|Tested species reactivity||Human|
|Host / Isotype||Rabbit / IgG|
|Immunogen||Synthetic 16 amino acid peptide from 3rd cytoplasmic domain of human ADRA1A.|
|Purification||Antigen affinity chromatography|
|Contains||< 0.1% sodium azide|
|Storage Conditions||Maintain refrigerated at 2-8°C for up to 1 month. For long term storage store at -20°C|
|Tested Applications||Dilution *|
|Immunocytochemistry (ICC)||Assay Dependent|
|Immunohistochemistry (Paraffin) (IHC (P))||3 µg/ml|
* Suggested working dilutions are given as a guide only. It is recommended that the user titrate the product for use in their own experiment using appropriate negative and positive controls.
Adrenergic receptors (ARs) are members of the 7-transmembrane domain G-protein-coupled receptor superfamily that bind the endogenous catecholamines epinephrine and norepinephrine. Pharmacological, structural, and molecular cloning data indicate significant heterogeneity within this receptor family. Nine receptor subtypes have been identified thus far including three alpha-1 AR subtypes (1A/D, 1B, and 1C), three alpha-2 ARs (2A, 2B, and 2C), and three beta AR subtypes (1, 2, and 3). ARs participate in either the onset or maintenance of several disease states including hypertension, cardiac dysfunction (congestive heart failure, ischemia, arrhythmias), diabetes, glaucoma, depression, and impotence.

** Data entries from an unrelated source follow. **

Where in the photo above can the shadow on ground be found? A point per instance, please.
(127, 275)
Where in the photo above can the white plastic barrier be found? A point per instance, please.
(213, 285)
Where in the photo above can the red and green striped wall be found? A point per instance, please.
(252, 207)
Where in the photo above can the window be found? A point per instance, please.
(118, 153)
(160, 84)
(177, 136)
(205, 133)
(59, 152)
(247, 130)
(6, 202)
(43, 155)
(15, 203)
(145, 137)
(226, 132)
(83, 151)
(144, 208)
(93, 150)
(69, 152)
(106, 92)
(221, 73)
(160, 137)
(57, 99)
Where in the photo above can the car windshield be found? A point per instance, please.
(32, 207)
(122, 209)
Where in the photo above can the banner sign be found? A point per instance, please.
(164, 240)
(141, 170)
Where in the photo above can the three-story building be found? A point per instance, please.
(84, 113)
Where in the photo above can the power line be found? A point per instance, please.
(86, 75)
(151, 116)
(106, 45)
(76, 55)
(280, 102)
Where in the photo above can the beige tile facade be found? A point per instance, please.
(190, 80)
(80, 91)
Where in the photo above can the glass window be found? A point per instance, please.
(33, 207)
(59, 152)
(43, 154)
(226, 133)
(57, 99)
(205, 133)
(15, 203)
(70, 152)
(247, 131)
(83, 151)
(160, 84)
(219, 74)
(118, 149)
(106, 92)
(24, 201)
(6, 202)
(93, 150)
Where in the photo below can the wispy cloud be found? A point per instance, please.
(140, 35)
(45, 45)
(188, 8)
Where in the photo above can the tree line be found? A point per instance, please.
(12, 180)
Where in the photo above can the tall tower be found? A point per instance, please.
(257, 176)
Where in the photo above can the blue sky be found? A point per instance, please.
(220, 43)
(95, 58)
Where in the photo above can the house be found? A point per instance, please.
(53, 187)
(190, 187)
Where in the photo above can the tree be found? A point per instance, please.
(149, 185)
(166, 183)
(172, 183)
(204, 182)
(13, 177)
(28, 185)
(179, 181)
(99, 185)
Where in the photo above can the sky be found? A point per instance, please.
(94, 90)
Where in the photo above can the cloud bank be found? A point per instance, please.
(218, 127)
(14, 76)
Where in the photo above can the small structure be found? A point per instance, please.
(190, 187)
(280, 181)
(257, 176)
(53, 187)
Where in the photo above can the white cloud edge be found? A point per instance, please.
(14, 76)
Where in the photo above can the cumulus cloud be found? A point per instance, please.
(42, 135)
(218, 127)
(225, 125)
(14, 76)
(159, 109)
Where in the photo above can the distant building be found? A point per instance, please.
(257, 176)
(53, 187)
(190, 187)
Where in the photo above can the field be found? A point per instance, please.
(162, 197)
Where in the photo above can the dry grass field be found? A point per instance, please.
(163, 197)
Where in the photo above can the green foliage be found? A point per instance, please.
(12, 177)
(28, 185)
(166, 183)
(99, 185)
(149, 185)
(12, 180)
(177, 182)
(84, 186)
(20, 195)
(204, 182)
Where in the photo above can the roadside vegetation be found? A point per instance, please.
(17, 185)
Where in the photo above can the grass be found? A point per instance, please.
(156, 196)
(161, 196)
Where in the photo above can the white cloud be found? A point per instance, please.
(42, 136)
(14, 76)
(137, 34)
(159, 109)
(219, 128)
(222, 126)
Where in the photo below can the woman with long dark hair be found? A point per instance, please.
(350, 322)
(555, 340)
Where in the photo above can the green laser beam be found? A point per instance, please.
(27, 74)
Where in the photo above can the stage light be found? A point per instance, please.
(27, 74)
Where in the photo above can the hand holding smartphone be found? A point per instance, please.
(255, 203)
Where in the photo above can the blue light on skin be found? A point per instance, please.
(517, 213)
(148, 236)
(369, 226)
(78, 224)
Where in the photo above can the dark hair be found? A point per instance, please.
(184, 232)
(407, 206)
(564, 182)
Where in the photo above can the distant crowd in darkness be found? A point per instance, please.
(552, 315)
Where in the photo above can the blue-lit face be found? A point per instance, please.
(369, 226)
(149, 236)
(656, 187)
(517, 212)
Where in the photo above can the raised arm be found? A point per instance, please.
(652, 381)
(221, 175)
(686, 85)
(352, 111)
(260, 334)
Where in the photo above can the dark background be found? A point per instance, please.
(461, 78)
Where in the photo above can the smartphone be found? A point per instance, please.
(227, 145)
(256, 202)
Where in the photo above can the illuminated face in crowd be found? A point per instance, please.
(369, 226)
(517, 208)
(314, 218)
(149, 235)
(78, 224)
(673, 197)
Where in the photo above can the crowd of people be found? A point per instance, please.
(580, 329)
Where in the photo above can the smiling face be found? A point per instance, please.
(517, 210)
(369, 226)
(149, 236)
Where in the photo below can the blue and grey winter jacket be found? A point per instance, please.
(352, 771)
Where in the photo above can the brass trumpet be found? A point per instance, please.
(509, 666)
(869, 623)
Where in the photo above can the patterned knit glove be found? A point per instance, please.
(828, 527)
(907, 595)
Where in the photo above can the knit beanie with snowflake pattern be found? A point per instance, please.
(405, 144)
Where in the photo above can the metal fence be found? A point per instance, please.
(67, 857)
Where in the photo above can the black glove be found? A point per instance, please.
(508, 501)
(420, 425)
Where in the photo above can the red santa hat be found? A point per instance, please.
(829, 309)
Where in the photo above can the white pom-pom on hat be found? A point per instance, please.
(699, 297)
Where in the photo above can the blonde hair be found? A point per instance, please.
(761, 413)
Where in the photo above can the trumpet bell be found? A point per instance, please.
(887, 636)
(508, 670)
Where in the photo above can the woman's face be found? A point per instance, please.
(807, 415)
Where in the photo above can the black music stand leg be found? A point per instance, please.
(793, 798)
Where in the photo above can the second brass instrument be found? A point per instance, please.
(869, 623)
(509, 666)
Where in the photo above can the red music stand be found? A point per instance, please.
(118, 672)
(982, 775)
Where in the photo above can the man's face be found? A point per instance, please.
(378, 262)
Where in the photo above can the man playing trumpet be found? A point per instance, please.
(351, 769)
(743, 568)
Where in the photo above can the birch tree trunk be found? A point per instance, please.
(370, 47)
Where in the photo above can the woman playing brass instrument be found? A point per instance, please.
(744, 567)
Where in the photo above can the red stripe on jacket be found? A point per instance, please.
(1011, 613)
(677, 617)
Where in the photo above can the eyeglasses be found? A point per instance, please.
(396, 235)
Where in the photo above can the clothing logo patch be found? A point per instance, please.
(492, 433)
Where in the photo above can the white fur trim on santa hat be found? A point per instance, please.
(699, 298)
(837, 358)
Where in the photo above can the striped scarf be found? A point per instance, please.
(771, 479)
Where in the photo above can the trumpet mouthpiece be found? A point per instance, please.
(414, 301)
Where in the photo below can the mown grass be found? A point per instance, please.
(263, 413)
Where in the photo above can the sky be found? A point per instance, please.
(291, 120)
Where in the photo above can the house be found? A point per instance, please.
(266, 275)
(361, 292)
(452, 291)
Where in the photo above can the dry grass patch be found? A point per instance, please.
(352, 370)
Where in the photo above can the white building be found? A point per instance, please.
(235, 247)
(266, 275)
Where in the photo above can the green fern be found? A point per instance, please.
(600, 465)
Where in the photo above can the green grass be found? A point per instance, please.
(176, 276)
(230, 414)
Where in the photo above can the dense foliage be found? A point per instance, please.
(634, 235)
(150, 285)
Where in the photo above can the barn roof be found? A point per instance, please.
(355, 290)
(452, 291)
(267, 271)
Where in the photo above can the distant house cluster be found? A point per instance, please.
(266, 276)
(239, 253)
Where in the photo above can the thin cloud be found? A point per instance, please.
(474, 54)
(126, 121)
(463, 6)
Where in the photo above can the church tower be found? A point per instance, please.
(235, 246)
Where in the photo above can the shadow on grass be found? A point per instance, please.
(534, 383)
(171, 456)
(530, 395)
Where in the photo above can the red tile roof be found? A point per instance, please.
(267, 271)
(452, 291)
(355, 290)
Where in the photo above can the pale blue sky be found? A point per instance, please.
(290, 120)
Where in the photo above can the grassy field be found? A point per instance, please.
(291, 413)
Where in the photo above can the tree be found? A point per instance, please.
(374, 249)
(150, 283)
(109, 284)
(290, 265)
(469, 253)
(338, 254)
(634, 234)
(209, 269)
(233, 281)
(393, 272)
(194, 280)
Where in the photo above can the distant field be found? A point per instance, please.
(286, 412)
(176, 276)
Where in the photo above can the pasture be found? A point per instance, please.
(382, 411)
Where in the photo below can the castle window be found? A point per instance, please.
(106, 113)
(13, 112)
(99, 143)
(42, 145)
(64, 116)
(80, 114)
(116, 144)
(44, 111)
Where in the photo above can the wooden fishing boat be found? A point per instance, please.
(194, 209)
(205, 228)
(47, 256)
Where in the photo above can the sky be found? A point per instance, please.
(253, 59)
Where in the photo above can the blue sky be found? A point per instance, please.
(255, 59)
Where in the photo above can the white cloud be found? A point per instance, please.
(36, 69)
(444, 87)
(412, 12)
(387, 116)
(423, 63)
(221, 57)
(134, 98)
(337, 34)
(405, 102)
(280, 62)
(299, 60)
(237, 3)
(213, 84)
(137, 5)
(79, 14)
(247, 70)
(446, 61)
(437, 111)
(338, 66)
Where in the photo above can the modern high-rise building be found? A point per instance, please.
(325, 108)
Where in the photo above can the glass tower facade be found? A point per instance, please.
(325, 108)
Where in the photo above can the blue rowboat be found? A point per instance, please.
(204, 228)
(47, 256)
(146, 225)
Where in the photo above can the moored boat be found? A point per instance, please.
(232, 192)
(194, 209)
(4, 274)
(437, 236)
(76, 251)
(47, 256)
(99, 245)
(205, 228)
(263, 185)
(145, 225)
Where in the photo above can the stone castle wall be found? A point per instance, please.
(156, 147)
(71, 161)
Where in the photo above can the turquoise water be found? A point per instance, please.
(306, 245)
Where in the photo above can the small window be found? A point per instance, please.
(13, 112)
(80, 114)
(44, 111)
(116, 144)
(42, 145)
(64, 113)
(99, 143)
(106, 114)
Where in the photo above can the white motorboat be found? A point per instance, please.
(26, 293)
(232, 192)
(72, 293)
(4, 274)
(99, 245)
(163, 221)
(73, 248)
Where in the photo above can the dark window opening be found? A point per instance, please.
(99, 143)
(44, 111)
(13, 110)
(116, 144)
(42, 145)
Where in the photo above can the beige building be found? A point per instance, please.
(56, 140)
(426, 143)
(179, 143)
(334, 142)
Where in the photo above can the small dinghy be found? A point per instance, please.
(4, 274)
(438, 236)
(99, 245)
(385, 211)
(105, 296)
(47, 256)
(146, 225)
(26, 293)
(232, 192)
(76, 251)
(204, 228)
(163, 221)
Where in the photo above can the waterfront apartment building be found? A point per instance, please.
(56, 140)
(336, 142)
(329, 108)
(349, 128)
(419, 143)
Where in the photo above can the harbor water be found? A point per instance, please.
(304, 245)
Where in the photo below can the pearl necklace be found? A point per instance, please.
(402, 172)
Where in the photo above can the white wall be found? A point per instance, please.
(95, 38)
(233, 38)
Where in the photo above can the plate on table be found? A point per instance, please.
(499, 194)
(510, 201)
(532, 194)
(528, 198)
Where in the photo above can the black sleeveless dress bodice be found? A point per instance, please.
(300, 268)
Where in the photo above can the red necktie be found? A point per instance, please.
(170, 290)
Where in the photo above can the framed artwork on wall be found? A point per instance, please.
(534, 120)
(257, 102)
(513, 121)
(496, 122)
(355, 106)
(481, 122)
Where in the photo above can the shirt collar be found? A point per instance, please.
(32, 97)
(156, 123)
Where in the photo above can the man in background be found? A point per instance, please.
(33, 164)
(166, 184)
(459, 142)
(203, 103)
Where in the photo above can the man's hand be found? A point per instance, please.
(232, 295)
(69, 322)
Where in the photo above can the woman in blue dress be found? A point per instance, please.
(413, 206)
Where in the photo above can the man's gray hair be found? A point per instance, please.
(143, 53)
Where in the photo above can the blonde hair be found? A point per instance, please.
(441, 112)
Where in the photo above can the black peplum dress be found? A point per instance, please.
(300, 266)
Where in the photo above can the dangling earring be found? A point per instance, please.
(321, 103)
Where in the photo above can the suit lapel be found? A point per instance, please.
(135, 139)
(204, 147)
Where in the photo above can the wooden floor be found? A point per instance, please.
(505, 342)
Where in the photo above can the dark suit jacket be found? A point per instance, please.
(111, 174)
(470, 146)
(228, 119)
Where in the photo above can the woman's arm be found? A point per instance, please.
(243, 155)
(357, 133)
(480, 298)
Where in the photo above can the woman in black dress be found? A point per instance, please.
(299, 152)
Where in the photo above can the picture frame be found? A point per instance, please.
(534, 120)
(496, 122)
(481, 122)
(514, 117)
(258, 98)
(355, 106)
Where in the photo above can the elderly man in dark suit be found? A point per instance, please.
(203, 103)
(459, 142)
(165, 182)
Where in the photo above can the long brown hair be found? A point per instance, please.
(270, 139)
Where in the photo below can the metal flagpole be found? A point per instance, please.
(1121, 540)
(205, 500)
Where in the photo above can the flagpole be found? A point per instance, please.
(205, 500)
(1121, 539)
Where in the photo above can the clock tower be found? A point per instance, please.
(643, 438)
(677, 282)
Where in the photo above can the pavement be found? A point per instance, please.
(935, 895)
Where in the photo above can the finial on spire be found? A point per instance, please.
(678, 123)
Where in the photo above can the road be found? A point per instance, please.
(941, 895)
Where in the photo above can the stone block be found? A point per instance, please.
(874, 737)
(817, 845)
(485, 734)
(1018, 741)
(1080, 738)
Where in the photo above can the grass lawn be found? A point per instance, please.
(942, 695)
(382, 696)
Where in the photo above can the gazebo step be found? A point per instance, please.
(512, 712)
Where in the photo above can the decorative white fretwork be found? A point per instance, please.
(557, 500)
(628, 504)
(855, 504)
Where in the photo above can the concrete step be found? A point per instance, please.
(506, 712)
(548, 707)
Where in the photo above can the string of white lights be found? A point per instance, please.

A1AR subtypes are found in numerous tissues and have been shown to be involved in the regulation of blood pressure due to changes in vascular tone and cardiac output. Effects on uterine contraction, hepatic glucose metabolism, heat shock protein 70 (HSP70), proto-oncogene expression, and mitogenesis have been linked to A1AR activation. Norepinephrine can increase nitric oxide synthase (NOS) levels in the hypothalamus by activating alpha-1 AR which may indirectly suppress the release of luteinizing hormone (LH), the androgens, estrogen, and progesterone.
For Research Use Only. Not for use in diagnostic procedures. Not for resale without express authorization.